Organizations should treat public-facing, backend-capable applications as high-risk assets, prioritize hunting for abnormal behavior in trusted components, validate backups before restore, and instrument both application-layer and host telemetry to detect web-shell usage and renamed binaries. Where internal capabilities are immature, engaging experienced hunting resources is a proportional and practical next step.


Hunting Controls & Observations

Defensive teams should pivot from IOC-chasing to behavior-based observability across application, endpoint, identity, and network telemetry. The following telemetry areas are essential to detect the class of activity described:


  • Endpoint (EDR/AV): Monitor process creation for renamed or unexpected binaries in trusted paths (for example, processes executing from C:\Windows\System32\bridge.exe) and capture parent-child process relationships and command-line arguments. Sysmon/EDR visibility of process hashes, image paths, and service installers is critical.
  • Identity/IAM: Detect anomalous administrative portal logins (especially portal administrator accounts), unusual session times, and creation of new high-privilege service accounts.

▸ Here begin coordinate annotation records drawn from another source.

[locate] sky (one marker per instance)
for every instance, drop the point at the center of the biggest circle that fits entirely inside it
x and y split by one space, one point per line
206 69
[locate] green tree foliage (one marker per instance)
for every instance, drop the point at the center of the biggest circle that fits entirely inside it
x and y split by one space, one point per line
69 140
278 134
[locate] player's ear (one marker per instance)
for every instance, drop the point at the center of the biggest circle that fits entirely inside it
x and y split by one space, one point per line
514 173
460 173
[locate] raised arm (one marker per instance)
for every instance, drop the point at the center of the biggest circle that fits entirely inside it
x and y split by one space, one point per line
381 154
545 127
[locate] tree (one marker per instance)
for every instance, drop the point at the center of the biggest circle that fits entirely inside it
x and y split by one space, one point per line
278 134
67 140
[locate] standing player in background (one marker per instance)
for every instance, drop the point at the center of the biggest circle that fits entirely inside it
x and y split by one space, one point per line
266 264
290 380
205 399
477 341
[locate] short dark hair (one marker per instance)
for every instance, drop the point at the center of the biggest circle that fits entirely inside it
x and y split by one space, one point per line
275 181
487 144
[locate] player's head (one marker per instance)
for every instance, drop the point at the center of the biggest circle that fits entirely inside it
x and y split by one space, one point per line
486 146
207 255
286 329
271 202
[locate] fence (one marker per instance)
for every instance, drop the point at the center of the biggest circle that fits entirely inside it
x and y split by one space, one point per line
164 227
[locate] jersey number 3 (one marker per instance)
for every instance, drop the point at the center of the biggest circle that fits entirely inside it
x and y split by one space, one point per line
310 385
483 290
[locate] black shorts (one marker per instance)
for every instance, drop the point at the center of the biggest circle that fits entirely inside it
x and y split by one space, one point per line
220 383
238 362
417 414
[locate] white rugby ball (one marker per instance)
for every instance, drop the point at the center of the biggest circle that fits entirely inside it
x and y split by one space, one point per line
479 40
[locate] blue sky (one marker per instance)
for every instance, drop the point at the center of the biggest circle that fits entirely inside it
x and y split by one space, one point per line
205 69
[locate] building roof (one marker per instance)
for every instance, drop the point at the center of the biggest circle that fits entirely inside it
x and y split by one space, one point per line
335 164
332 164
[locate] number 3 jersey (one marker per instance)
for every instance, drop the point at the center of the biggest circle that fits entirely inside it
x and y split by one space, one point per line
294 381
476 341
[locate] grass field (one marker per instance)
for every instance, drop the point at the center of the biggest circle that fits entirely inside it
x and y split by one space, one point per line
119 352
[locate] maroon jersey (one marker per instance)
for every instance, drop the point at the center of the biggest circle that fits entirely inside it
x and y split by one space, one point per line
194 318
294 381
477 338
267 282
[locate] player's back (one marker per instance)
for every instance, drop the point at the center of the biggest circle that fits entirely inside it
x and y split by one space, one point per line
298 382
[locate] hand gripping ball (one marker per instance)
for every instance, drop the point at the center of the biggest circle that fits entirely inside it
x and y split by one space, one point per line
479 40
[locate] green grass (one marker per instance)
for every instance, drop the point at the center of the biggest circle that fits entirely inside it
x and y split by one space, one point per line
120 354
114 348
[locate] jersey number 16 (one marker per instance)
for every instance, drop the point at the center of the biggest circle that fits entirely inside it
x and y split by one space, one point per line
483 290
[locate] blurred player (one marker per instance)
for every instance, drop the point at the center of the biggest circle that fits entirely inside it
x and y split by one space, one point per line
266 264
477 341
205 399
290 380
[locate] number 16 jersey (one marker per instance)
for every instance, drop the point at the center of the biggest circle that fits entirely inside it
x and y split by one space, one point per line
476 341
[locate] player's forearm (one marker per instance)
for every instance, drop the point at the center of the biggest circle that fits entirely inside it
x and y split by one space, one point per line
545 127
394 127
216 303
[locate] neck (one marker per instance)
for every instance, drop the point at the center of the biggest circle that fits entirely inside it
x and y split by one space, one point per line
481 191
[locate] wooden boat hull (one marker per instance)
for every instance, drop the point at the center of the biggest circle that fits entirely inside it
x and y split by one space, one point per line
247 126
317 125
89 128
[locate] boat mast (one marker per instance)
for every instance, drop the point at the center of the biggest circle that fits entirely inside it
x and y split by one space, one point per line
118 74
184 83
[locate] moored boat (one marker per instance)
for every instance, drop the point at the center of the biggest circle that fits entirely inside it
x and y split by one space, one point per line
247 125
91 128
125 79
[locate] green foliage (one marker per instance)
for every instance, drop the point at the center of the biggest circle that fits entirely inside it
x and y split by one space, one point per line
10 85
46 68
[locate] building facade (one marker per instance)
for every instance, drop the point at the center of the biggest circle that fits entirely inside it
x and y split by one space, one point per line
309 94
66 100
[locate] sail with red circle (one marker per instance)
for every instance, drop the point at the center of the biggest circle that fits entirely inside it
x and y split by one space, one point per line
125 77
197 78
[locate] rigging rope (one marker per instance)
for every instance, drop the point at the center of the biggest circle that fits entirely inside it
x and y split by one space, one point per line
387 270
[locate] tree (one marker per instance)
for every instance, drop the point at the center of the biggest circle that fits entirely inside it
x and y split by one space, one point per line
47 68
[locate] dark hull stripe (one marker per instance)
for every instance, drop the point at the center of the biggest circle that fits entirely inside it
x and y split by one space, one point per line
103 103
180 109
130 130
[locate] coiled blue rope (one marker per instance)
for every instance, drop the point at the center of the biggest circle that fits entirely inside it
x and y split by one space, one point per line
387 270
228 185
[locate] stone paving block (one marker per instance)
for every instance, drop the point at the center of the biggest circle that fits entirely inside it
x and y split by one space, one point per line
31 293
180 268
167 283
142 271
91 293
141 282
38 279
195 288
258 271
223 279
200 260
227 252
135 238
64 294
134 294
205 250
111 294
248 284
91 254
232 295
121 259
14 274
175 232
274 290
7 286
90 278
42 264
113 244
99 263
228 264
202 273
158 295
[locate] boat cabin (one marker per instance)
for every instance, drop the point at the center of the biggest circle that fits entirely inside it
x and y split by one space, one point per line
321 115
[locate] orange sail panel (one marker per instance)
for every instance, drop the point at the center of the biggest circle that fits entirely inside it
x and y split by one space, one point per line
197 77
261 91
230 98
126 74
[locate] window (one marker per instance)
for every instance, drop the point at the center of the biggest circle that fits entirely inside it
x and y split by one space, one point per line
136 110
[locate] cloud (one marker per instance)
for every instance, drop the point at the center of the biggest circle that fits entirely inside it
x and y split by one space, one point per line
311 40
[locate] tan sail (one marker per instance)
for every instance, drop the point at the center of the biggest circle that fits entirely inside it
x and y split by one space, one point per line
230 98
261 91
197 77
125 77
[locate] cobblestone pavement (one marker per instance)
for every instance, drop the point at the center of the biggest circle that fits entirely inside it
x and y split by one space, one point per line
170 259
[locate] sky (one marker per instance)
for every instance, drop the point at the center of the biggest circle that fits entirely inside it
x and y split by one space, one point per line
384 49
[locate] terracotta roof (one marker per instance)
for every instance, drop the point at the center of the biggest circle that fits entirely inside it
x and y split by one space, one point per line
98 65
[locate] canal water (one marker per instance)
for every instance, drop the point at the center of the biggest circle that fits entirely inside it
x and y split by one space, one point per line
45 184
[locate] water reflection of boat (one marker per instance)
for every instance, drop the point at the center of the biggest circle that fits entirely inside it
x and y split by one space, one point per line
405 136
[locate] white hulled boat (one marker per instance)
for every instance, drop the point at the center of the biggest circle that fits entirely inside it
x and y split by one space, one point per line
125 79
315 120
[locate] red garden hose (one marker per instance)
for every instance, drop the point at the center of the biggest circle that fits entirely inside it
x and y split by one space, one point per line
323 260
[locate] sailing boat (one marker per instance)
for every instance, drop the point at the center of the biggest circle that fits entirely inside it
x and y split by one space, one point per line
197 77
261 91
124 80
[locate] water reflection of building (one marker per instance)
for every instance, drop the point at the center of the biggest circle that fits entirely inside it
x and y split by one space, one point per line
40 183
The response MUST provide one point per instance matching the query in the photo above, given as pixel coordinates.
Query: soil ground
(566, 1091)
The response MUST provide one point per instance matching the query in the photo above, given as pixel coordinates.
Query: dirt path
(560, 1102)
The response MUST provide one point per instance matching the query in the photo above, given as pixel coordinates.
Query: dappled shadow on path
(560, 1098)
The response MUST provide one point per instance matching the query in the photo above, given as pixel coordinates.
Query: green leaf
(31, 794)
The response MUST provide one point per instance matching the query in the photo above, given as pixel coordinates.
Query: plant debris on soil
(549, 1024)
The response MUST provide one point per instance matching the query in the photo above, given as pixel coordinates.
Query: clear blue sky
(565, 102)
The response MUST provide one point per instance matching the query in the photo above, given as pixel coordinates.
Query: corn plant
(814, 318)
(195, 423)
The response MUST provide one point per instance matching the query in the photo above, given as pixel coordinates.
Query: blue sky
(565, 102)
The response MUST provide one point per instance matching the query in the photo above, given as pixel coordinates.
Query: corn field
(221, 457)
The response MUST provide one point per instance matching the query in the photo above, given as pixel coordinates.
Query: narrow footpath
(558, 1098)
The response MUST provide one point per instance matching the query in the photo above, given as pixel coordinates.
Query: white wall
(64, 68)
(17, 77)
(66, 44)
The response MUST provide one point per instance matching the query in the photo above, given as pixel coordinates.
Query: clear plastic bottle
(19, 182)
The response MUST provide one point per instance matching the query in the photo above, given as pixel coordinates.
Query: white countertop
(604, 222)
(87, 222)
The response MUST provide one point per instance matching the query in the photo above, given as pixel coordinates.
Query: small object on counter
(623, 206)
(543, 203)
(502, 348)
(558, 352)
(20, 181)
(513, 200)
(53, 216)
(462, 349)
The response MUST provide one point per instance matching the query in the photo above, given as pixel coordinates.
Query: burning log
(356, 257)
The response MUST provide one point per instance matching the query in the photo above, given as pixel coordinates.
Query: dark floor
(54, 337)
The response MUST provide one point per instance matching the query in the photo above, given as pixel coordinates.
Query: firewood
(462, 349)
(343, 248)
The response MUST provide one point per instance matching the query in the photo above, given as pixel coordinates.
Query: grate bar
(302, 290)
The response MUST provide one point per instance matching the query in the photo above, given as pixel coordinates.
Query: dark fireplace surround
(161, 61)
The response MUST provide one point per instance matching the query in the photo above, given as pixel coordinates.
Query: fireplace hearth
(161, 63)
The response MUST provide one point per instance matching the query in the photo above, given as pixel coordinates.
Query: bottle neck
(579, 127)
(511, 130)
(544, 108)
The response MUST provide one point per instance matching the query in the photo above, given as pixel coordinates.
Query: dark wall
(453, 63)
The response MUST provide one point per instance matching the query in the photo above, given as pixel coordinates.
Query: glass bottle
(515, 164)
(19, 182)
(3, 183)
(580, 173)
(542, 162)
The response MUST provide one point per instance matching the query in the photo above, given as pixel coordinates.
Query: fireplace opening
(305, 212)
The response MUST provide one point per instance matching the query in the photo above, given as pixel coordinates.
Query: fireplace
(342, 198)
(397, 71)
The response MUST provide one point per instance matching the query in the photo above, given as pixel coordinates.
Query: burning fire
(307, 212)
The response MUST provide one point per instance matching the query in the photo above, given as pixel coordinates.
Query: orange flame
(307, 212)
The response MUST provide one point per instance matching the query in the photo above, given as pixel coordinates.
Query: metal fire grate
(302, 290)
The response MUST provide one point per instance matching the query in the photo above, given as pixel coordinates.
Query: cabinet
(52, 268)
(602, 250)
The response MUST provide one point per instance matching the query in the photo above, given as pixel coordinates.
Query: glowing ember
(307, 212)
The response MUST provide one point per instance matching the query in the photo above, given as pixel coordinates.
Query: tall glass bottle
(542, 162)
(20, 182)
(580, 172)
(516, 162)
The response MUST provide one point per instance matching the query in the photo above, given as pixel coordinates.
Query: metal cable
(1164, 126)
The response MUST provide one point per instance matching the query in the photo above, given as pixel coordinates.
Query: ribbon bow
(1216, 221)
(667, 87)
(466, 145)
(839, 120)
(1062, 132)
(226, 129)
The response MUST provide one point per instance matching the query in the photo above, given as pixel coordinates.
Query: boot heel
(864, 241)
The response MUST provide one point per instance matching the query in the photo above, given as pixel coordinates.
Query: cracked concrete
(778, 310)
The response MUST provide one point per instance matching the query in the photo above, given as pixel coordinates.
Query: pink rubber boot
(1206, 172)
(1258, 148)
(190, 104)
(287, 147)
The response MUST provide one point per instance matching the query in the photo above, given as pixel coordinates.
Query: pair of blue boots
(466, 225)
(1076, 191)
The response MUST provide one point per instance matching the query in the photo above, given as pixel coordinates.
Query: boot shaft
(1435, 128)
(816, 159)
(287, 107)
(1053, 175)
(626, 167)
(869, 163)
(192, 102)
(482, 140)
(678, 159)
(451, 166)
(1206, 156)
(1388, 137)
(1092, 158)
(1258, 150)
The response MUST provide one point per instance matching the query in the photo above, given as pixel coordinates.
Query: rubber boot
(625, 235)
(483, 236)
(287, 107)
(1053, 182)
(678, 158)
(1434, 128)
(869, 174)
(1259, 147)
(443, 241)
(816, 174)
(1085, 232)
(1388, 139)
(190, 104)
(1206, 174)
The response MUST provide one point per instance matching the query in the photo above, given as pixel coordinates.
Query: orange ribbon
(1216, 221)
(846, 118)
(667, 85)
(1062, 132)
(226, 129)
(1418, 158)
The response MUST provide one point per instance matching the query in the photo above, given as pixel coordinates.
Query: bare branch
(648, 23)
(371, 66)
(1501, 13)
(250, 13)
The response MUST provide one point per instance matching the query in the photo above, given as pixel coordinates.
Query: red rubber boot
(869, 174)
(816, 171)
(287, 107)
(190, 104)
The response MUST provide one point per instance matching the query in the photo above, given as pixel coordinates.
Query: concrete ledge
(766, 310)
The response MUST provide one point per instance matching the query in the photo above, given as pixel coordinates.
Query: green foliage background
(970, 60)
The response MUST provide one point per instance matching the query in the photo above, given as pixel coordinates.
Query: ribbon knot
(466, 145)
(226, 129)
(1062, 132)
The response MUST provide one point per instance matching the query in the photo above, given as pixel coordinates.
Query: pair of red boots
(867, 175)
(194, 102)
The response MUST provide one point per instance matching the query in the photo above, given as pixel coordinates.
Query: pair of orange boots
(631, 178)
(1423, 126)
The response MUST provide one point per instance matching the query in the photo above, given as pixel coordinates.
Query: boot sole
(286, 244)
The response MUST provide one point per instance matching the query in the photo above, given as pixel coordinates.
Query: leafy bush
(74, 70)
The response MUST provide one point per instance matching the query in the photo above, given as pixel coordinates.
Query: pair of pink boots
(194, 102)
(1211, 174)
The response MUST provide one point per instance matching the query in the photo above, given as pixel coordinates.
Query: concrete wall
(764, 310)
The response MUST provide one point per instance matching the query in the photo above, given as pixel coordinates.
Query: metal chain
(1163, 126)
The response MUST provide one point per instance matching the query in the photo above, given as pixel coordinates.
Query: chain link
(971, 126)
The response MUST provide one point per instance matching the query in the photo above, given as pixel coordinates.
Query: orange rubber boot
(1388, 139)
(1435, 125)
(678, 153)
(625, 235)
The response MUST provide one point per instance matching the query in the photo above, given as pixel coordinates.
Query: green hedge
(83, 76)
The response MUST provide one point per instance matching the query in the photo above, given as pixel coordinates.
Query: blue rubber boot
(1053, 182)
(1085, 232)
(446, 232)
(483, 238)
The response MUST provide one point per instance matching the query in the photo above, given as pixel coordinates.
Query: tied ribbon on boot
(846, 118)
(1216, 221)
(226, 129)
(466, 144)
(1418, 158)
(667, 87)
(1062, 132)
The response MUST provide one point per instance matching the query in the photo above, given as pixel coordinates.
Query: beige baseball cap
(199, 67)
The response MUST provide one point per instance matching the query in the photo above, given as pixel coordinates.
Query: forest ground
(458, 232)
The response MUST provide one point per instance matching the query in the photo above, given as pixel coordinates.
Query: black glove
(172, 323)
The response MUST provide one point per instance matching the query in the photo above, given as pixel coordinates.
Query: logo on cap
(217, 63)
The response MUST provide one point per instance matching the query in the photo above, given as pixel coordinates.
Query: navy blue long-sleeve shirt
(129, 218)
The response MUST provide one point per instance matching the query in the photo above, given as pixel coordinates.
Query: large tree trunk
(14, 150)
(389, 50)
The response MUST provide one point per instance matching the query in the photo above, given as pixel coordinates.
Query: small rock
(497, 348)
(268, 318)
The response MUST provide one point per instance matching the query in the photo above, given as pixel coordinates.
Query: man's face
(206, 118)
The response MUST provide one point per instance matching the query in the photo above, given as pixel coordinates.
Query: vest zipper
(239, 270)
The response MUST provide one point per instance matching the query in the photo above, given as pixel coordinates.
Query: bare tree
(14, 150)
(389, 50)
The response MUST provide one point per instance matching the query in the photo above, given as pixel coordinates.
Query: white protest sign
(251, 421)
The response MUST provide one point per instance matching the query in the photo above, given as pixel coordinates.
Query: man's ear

Correlate with privileged access management logs and MFA failures or bypass events.
  • Email Security & Proxy Logs: While not the primary vector in this incident, proxy and web gateway logs can show suspicious outbound SSL connections and domain registration patterns tied to C2 infrastructure (for example, repeated softether[.]net subdomains).
  • Firewall / NetFlow: Track new or persistent outbound connections to unusual remote IPs or to non-standard domains over port 443 where the process initiating the flow is unexpected for that asset class.
  • Cloud Audit Logs: Monitor vendor-managed platform changes, unusual configuration updates, and any activity that modifies backup/export pipelines which could lead to embedded malicious objects being preserved.
  • Windows Security Log: Instrument Windows service-install and service-start events (EventID 7045), process creation events (Sysmon EventID 1 if available), and authentication events (4624/4625/4672) to correlate privilege use and persistence mechanisms.
  • Application Logs: Capture ArcGIS portal request logs and any application-layer parameters (for example, GET/POST requests referencing JavaSimpleRESTSOE operations and a “layer” parameter containing base64 payloads).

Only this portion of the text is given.